# Rate Limiting (Endpoints Perspective)

Rate limiting protects the API from abuse and ensures fair resource allocation among all users. Understanding rate limits and implementing proper backoff strategies is essential for reliable integrations.

## Rate Limit Tiers

All authenticated users receive 100 requests per second quota. Burst capacity allows short spikes up to 200 requests per second, but sustained rates above 100/s are throttled.

Rate limits are applied per user/API key, not globally.
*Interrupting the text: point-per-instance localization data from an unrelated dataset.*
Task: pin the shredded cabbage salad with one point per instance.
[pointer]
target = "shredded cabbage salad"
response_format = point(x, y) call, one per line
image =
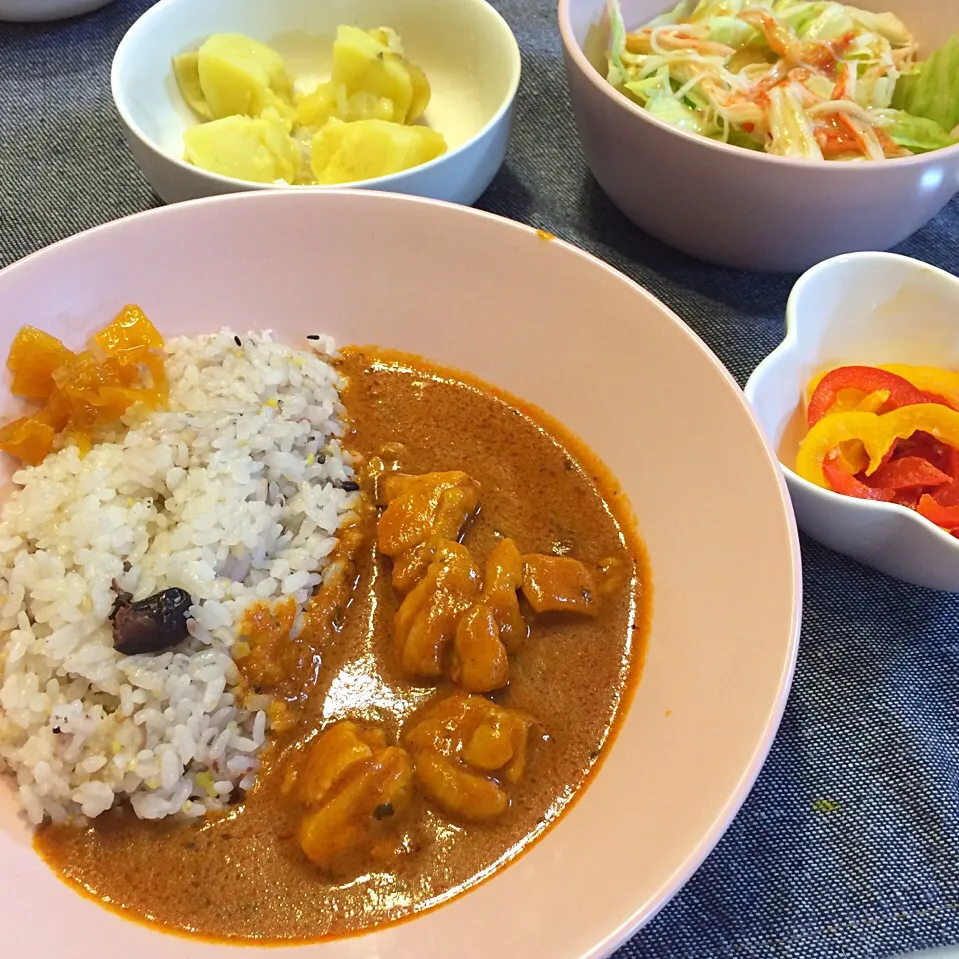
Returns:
point(817, 80)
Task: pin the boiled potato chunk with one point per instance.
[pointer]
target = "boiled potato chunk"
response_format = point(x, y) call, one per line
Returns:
point(421, 93)
point(246, 148)
point(241, 76)
point(363, 63)
point(343, 152)
point(186, 69)
point(316, 107)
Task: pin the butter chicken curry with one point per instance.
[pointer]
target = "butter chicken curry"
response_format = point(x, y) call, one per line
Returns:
point(455, 680)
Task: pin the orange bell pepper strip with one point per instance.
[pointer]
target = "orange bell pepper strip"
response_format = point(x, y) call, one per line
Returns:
point(877, 432)
point(842, 481)
point(869, 379)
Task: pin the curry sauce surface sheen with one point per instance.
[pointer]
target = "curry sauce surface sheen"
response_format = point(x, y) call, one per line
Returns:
point(242, 874)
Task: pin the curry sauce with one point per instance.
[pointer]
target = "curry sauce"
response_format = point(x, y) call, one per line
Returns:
point(242, 874)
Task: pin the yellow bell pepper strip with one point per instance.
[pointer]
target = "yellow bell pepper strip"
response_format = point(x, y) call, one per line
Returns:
point(877, 432)
point(932, 379)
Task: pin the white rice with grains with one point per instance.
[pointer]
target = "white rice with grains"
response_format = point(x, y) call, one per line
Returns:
point(231, 494)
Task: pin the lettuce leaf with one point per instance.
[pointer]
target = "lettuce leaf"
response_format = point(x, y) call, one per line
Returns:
point(932, 91)
point(617, 74)
point(735, 33)
point(680, 115)
point(918, 134)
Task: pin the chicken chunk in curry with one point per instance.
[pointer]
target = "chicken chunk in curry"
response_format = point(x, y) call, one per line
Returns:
point(355, 789)
point(466, 750)
point(421, 513)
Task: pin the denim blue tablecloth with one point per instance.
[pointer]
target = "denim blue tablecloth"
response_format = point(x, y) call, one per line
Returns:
point(849, 843)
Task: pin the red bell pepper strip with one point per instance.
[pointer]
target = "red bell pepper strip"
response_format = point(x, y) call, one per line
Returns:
point(948, 494)
point(868, 379)
point(907, 471)
point(928, 447)
point(847, 484)
point(945, 516)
Each authenticated principal has its own quota.

**Tier 1 (Free)**: 100 req/sec, 100,000 req/day
**Tier 2 (Standard)**: 500 req/sec, 1,000,000 req/day
**Tier 3 (Enterprise)**: Custom limits (contact sales)
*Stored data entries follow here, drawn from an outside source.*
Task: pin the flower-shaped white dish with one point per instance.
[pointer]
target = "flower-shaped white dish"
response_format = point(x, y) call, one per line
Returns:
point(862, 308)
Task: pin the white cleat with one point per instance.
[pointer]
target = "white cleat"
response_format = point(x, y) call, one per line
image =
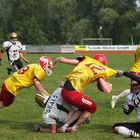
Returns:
point(113, 101)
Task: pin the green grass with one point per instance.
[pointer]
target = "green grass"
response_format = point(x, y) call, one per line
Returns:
point(16, 121)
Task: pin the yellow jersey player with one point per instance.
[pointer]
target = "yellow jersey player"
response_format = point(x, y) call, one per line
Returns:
point(27, 76)
point(135, 69)
point(87, 70)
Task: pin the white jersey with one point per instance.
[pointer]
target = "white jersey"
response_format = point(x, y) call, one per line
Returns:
point(134, 100)
point(56, 109)
point(12, 50)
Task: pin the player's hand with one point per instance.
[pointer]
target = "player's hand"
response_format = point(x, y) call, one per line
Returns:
point(1, 63)
point(119, 73)
point(125, 108)
point(26, 61)
point(60, 84)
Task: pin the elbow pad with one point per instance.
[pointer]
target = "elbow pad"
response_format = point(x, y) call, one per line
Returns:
point(127, 108)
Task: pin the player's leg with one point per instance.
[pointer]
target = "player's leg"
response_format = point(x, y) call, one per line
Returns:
point(128, 129)
point(115, 98)
point(82, 102)
point(6, 98)
point(82, 118)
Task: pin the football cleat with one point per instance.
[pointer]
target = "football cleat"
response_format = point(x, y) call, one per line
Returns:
point(113, 101)
point(134, 134)
point(71, 129)
point(37, 127)
point(60, 130)
point(87, 121)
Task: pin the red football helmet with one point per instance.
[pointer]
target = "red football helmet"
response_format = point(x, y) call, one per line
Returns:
point(101, 58)
point(46, 63)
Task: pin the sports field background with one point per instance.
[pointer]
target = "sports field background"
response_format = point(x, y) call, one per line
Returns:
point(16, 121)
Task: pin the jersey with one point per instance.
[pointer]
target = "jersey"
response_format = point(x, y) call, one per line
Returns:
point(87, 71)
point(23, 78)
point(12, 50)
point(134, 100)
point(56, 109)
point(136, 65)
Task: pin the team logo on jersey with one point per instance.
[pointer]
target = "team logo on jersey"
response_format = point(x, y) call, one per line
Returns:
point(86, 101)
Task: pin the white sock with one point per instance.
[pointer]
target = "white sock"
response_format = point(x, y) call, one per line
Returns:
point(64, 127)
point(124, 131)
point(75, 127)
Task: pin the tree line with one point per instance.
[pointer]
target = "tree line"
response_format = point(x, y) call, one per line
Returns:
point(42, 22)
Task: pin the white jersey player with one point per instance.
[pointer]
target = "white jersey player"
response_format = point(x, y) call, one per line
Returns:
point(56, 110)
point(13, 49)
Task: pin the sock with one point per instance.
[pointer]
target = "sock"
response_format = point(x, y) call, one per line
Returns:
point(75, 127)
point(64, 127)
point(124, 131)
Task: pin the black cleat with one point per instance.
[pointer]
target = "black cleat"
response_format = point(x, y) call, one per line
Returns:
point(9, 71)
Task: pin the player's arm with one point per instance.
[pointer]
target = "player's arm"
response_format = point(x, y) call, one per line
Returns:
point(23, 58)
point(67, 61)
point(132, 76)
point(39, 87)
point(1, 55)
point(127, 108)
point(106, 86)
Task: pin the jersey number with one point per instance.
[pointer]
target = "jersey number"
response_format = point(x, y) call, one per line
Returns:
point(94, 67)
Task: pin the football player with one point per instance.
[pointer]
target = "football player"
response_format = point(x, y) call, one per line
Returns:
point(87, 70)
point(27, 76)
point(134, 70)
point(13, 50)
point(56, 111)
point(130, 129)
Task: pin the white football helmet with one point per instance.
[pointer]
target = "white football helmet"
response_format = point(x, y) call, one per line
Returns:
point(46, 63)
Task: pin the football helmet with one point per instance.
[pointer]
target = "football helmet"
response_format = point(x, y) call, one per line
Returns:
point(13, 35)
point(137, 54)
point(101, 58)
point(41, 99)
point(46, 63)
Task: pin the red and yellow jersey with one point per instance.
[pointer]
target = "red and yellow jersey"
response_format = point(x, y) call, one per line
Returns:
point(23, 78)
point(88, 71)
point(136, 65)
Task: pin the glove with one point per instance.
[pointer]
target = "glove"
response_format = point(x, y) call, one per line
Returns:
point(1, 62)
point(119, 73)
point(127, 108)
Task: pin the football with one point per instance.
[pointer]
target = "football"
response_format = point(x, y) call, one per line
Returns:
point(99, 86)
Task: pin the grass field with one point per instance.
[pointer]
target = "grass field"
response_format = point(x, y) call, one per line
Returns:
point(16, 121)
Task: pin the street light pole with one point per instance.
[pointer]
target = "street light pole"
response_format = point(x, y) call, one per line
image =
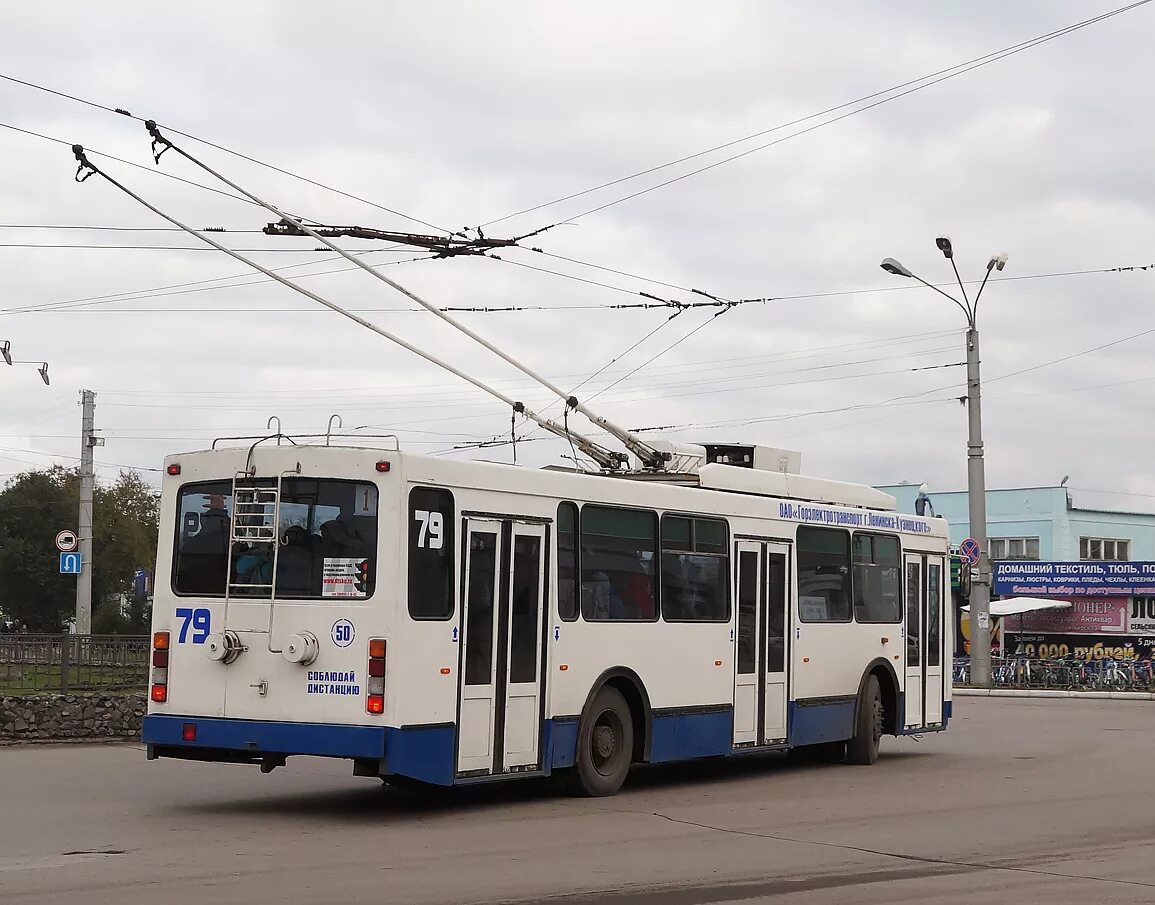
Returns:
point(976, 466)
point(976, 496)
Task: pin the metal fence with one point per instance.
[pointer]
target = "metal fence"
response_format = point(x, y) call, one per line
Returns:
point(31, 664)
point(1070, 674)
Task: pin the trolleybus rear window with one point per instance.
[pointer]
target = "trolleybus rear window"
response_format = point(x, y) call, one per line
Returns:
point(877, 578)
point(824, 575)
point(326, 543)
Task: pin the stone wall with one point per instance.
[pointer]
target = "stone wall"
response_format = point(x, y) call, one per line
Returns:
point(61, 717)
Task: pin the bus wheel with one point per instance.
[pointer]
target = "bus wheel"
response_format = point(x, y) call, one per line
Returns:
point(605, 746)
point(863, 747)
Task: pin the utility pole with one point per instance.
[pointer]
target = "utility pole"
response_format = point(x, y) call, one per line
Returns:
point(976, 469)
point(88, 441)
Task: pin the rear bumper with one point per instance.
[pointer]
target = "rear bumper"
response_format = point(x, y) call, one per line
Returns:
point(424, 753)
point(255, 738)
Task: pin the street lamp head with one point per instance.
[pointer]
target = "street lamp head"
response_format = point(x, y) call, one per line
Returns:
point(893, 267)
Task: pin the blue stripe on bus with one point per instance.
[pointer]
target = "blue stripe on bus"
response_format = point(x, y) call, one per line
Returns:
point(812, 723)
point(258, 737)
point(683, 737)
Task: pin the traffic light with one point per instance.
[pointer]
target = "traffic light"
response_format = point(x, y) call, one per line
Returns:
point(360, 581)
point(960, 576)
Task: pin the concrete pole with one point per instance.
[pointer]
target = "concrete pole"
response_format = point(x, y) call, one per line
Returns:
point(84, 521)
point(976, 492)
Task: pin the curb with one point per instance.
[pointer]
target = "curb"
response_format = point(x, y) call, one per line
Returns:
point(1051, 693)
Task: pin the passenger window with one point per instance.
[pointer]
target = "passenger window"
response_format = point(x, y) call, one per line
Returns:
point(567, 561)
point(201, 559)
point(877, 578)
point(824, 575)
point(695, 570)
point(618, 565)
point(431, 533)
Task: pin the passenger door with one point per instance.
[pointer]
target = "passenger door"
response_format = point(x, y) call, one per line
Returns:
point(934, 687)
point(761, 644)
point(499, 725)
point(915, 690)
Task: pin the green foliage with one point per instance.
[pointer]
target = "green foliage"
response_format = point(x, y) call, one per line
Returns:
point(34, 507)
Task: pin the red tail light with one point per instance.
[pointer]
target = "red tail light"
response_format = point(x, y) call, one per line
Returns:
point(375, 685)
point(158, 693)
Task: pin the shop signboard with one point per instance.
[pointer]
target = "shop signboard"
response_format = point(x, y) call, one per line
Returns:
point(1070, 580)
point(1080, 647)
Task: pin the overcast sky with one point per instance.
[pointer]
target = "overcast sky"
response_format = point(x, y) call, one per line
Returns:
point(459, 114)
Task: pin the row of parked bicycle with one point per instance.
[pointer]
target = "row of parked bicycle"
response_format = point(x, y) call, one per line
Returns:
point(1087, 675)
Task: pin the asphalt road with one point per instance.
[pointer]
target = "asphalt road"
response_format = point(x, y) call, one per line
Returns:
point(1021, 801)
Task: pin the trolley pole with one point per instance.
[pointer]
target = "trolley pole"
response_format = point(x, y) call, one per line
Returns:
point(976, 466)
point(84, 520)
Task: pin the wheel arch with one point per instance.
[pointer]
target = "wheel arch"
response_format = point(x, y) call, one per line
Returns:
point(888, 686)
point(630, 685)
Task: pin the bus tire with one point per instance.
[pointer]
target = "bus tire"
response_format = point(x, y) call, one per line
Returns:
point(863, 747)
point(605, 746)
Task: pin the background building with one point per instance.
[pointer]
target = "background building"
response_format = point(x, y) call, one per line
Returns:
point(1043, 523)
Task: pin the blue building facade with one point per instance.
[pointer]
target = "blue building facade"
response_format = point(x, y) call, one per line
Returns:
point(1043, 523)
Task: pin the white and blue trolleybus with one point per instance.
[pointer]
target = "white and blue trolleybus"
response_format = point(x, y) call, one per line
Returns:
point(455, 622)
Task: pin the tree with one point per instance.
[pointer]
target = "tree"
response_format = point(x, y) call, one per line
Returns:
point(34, 507)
Upgrade tiers via the dashboard.

## Rate Limit Headers

Every response includes rate limit information:

```
X-RateLimit-Limit: 100
X-RateLimit-Remaining: 87
X-RateLimit-Reset: 1645198456
```

- `Limit`: Your quota per second
- `Remaining`: Requests remaining in current second window
- `Reset`: Unix timestamp when the quota resets

## Throttling Response

When you exceed your rate limit, the API returns 429 Too Many Requests:

```json
{
  "error": "rate_limit_exceeded",
  "message": "You have exceeded your rate limit of 100 requests/sec",
  "retry_after": 5
}
```

The `Retry-After` header (in seconds) indicates how long to wait before retrying:

```
HTTP/1.1 429 Too Many Requests
Retry-After: 5
X-RateLimit-Reset: 1645198456
```

## Implementing Backoff

When receiving 429, implement exponential backoff with jitter:

```
wait = min(base * (2 ^ attempt), max_wait) + random(0, 1000ms)
```

Example:
```
Attempt 1: wait ~1s (base * 2^0 = 1s)
Attempt 2: wait ~2s (base * 2^1 = 2s)
Attempt 3: wait ~4s (base * 2^2 = 4s)
Max wait: 60s
```

Add jitter to prevent thundering herd (all clients retrying simultaneously).

## Endpoint-Specific Limits

Some endpoints have tighter limits due to resource consumption:

- Analytics queries: 10 req/sec
- Report generation: 5 req/sec
- Webhook delivery: 1,000 req/sec (delivery side)
- Bulk operations: 50 req/sec

These are listed in endpoint documentation.

## Cost-Based Limiting

Some operations consume more quota than others. Heavy operations (e.g., large bulk uploads) consume quota proportional to their cost:

```
Standard request: 1 quota unit
Bulk create 100 items: 10 quota units
Analytics query: 5 quota units
```

Quota consumption is included in rate limit headers.

## Distributed Rate Limiting

For distributed applications with many servers, coordinate rate limits globally. The API tracks usage across all of your servers; individual server requests are counted together toward your quota.

## Daily and Monthly Limits

Beyond per-second limits, daily and monthly quotas apply:

```
100 req/sec limit → ~8.6M requests/day
100,000 req/day limit (tier-dependent)
```

Exceeding daily limits returns 429 with a longer Retry-After.

## Monitoring and Alerts

Monitor your rate limit consumption:

```
GET /admin/rate-limits/usage
{
  "current_second": 45,
  "peak_second": 98,
  "daily_usage": 2500000,
  "monthly_usage": 45000000
}
```

Set up alerts for approaching limits (>80% usage).

## Whitelisting and Exemptions

For critical integrations, request rate limit exemptions. Enterprise customers receive customized limits. Submit requests via support.

Exempted IPs are tracked and logged for compliance.

## Rate Limit Strategies

**Optimize requests**: Batch operations, use pagination efficiently, cache responses.

**Distribute load**: Spread requests over time rather than in bursts.

**Queue jobs**: For batch operations, queue them and process asynchronously.

**Upgrade plan**: If consistently hitting limits, upgrade to higher tier.